If the perpendicular bisector of the line segment joining the points $$P(1, 4)$$ and $$Q(k, 3)$$ has $$y$$-intercept equal to $$-4$$, then a value of $$k$$ is:

We have two points $$P(1,\,4)$$ and $$Q(k,\,3)$$. Our task is to use the given condition on the perpendicular bisector of $$\overline{PQ}$$ to find the unknown $$k$$.

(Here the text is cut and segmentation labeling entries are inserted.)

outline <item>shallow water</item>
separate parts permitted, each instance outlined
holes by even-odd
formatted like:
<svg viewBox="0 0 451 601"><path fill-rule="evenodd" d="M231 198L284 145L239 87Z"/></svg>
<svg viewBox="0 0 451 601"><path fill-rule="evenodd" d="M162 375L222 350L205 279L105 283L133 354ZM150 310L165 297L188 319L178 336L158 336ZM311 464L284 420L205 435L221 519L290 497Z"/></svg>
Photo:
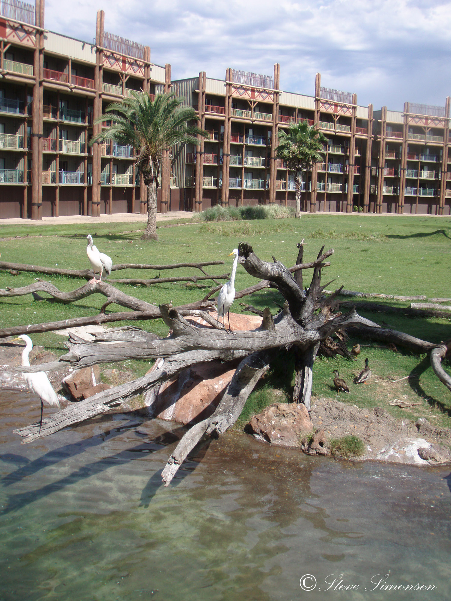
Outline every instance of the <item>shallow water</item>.
<svg viewBox="0 0 451 601"><path fill-rule="evenodd" d="M0 391L0 601L450 598L449 469L230 434L164 487L183 429L117 415L20 445L35 400Z"/></svg>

First, recall the midpoint formula. If $$P(x_1,\,y_1)$$ and $$Q(x_2,\,y_2)$$ are the endpoints of a segment, then the midpoint $$M$$ has coordinates

$$M\Bigl(\,\dfrac{x_1+x_2}{2},\;\dfrac{y_1+y_2}{2}\Bigr).$$

Substituting $$x_1=1,\;y_1=4,\;x_2=k,\;y_2=3$$ we obtain

$$M\Bigl(\dfrac{1+k}{2},\;\dfrac{4+3}{2}\Bigr)=\Bigl(\dfrac{1+k}{2},\;\dfrac{7}{2}\Bigr).$$

Next, recall the slope formula. For the line through $$P(x_1,\,y_1)$$ and $$Q(x_2,\,y_2)$$ the slope is

$$m_{PQ}=\dfrac{y_2-y_1}{x_2-x_1}.$$

Thus

$$m_{PQ}=\dfrac{3-4}{k-1}=\dfrac{-1}{k-1}=-\,\dfrac{1}{k-1}.$$

Two lines are perpendicular if the product of their slopes is $$-1$$. Equivalently, the slope of the perpendicular bisector is the negative reciprocal of $$m_{PQ}$$. Hence

$$m_{\text{perp}}=-(1/m_{PQ})=-(k-1)=-1\cdot\Bigl(-\,\dfrac{k-1}{1}\Bigr)\quad\Longrightarrow\quad m_{\text{perp}}=k-1.$$

Now we write the point-slope form for the perpendicular bisector, using point $$M\Bigl(\dfrac{1+k}{2},\,\dfrac{7}{2}\Bigr)$$:

$$y-\dfrac{7}{2}=(k-1)\Bigl(x-\dfrac{1+k}{2}\Bigr).$$

The problem states that the perpendicular bisector has a $$y$$-intercept of $$-4$$. This means the point $$(0,\,-4)$$ lies on the line. Substituting $$x=0,\;y=-4$$ into the equation of the perpendicular bisector gives

$$-4-\dfrac{7}{2}=(k-1)\Bigl(0-\dfrac{1+k}{2}\Bigr).$$

We simplify the left side:

$$-4=\frac{-8}{2}\quad\Longrightarrow\quad -4-\frac{7}{2}=\frac{-8}{2}-\frac{7}{2}=\frac{-15}{2}.$$

Hence

$$\frac{-15}{2}=(k-1)\Bigl(-\,\dfrac{1+k}{2}\Bigr).$$

Notice the right side contains a product with a negative sign. We can write

$$(k-1)\Bigl(-\,\dfrac{1+k}{2}\Bigr)=-\,\dfrac{(k-1)(1+k)}{2}=-\,\dfrac{k^2-1}{2}.$$

The equation therefore becomes

$$\frac{-15}{2}=-\,\dfrac{k^{2}-1}{2}.$$

Both sides have a common denominator $$2$$, so we multiply the entire equation by $$2$$ to clear the fraction:

$$-15=-(k^{2}-1).$$

Multiplying both sides by $$-1$$ gives

$$15=k^{2}-1.$$

Adding $$1$$ to both sides yields

$$16=k^{2}.$$

Taking the square root of both sides, we obtain two possible values:

$$k=4 \quad\text{or}\quad k=-4.$$

We now compare these with the offered options $$\bigl(-2,\,-4,\,\sqrt{14},\,\sqrt{15}\bigr).$$ Only $$k=-4$$ appears among the choices.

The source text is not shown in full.